Critiques

Utopie(s) : Explosion de solidarités

Luma R.Brieuc

Ce pourrait être un potlatch. Un exorcisme. Un happening. Un opéra. Utopie(s), objet inattendu dans le paysage montréalais, s’avère être une pièce éclectique, à multiples volets, en langues et disciplines artistiques diverses, à grands tableaux vivants.

Luma R. Brieuc

Une installation de 1 500 statuettes blanches, faites à la main et campées au sol, accueille d’emblée le public dans l’immense espace de l’Arsenal. Ces divinités hautes comme une main ouverte baignent dans la lumière et la musique orchestrale, composée pour l’événement. Elles seront réparties sur treize tables, chaque interprète y composant lentement un tableau humain. Des bruits suivront, et de multiples chants a capella, essentiels à la performance, s’accompagneront de vastes déambulations, aux gestuelles singulières, et de déclamations percutantes, d’un bout à l’autre de la salle bordée de néons.

Cette pièce d’art total exige qu’on pénètre son monde, touffu, où chaque comédienne a apporté son bagage symbolique. Mais les sièges de la grande galerie resteront presque vides: qui, de nos jours, prévoirait de se laisser aller à l’envoûtement féminin? Car ces interprètes, à la force contenue, se déploient en déesses. Dans un propos général plutôt éparpillé, elles forment un chœur incarnant l’Utopie, comme une réponse à un vers de Nicole Brossard: «À quoi ressemble une colère amplifiée de pluriel féminin?»

Cet ambitieux spectacle, géant, est porté de bout en bout par ces treize femmes, multiples visages d’une Électre contemporaine. Comme l’héroïne, elles racontent leur monde, réclamant la justice, la force et l’endurance pour aller au bout de leurs gestes, de leurs cris, de leurs voix, près de la folie. Justice peut-elle être rendue dans l’utopie? Le théâtre ne changera pas le monde, mais la force qui s’en dégage d’abord étonne, puis elle galvanise le spectateur, pas d’un coup ni tout le temps, mais l’harmonie monte, et le projet s’éclaircit.

Luma R. Brieuc

Durant ces quatre soirs consécutifs, plus de huit heures de théâtre sur les douze heures que compte la performance entière, j’ai appris à connaître ces personnalités qui chantent, qui dansent, qui miment, qui grimacent, qui déclament leurs convictions. Les dirigeant face à l’état du monde, là où les poèmes et les chants traverseront l’espace scénique, Hannah Abd El Nour tente de fédérer un sentiment collectif autour d’elles, initiatrices, selon lui, d’un nécessaire réveil politique.
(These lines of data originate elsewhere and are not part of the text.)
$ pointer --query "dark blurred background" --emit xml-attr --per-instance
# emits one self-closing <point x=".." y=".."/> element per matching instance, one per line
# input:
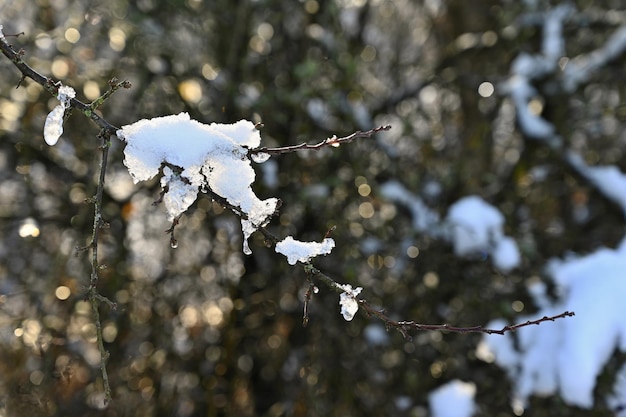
<point x="203" y="330"/>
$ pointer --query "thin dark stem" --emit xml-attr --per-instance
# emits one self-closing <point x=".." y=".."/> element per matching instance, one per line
<point x="334" y="141"/>
<point x="52" y="87"/>
<point x="405" y="326"/>
<point x="107" y="130"/>
<point x="92" y="292"/>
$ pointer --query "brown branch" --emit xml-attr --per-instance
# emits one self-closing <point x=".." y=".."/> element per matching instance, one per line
<point x="106" y="131"/>
<point x="52" y="87"/>
<point x="334" y="141"/>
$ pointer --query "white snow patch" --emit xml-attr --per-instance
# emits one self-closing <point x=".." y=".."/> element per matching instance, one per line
<point x="348" y="301"/>
<point x="53" y="128"/>
<point x="454" y="399"/>
<point x="297" y="251"/>
<point x="198" y="156"/>
<point x="476" y="227"/>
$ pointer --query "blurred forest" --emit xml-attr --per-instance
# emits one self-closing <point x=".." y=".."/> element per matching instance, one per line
<point x="203" y="330"/>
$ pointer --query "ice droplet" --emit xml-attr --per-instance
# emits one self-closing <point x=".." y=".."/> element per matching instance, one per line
<point x="260" y="157"/>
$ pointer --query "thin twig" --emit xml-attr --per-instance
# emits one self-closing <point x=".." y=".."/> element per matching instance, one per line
<point x="333" y="141"/>
<point x="405" y="326"/>
<point x="92" y="293"/>
<point x="52" y="87"/>
<point x="107" y="130"/>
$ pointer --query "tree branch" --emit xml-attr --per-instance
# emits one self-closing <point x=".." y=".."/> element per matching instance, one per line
<point x="52" y="87"/>
<point x="333" y="141"/>
<point x="405" y="326"/>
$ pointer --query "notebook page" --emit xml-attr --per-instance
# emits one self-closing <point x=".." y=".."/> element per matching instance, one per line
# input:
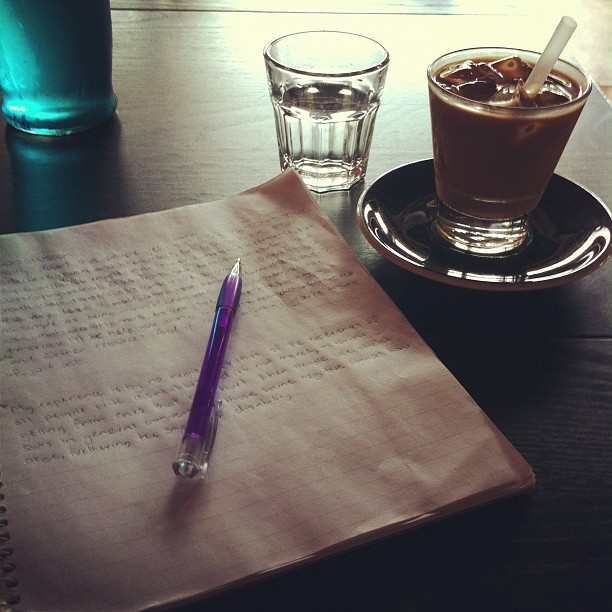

Comment faire du théâtre un moment d’histoire, hormis le fait que l’histoire lui fournit d’inépuisables sujets de plainte et de tragédie? En joignant le geste et la parole, les corps et le meilleur de ces artistes, musiciennes, petites mariées ou poissonnières en acte, on ne fait pas la guerre, mais de la création. L’écoute respectueuse de leur communauté entraîne des mouvements d’ensemble, où les émotions sont exprimées en canon, en contrepoint, en une partition musicale.

Abd El Nour exige beaucoup du public, en lui demandant de se syntoniser sur autant de sujets collés, dans la communion d’une journée ou d’une nuit complète. Une utopie au long cours. Mais la consistance de cette programmation, scindée en Solitude(s), Amour(s), Colère(s) et Résistance(s), a été crescendo, jusqu’à unifier des moments de beauté épars dans un vaste souffle épique, à la force emballante, inoubliable dans la dernière partie, un vrai plat de résistance.

Utopie(s)

Mise en scène: Hannah Abd El Nour. Avec Lousnak Abdalian, Claudia Bernal, Sarah Chouinard-Poirier, Sarah Elola, Maritza Grégoire, Myriam-Sophie Deslauriers, Raïa Haïdar, Veronica Melis, Kristin Molnar, Lara Oundjian, Jeimy Oviedo, Catalina Pop et Marina Sousa. Musique: Katia Makdissi-Warren. Son: Thomas Sinou. Costumes: Valérie Gagnon Hamel. Éclairages: Martin Sirois. Scénographie: Machine Design. Une production de Volte 21. À l’Arsenal jusqu’au 10 mars 2018.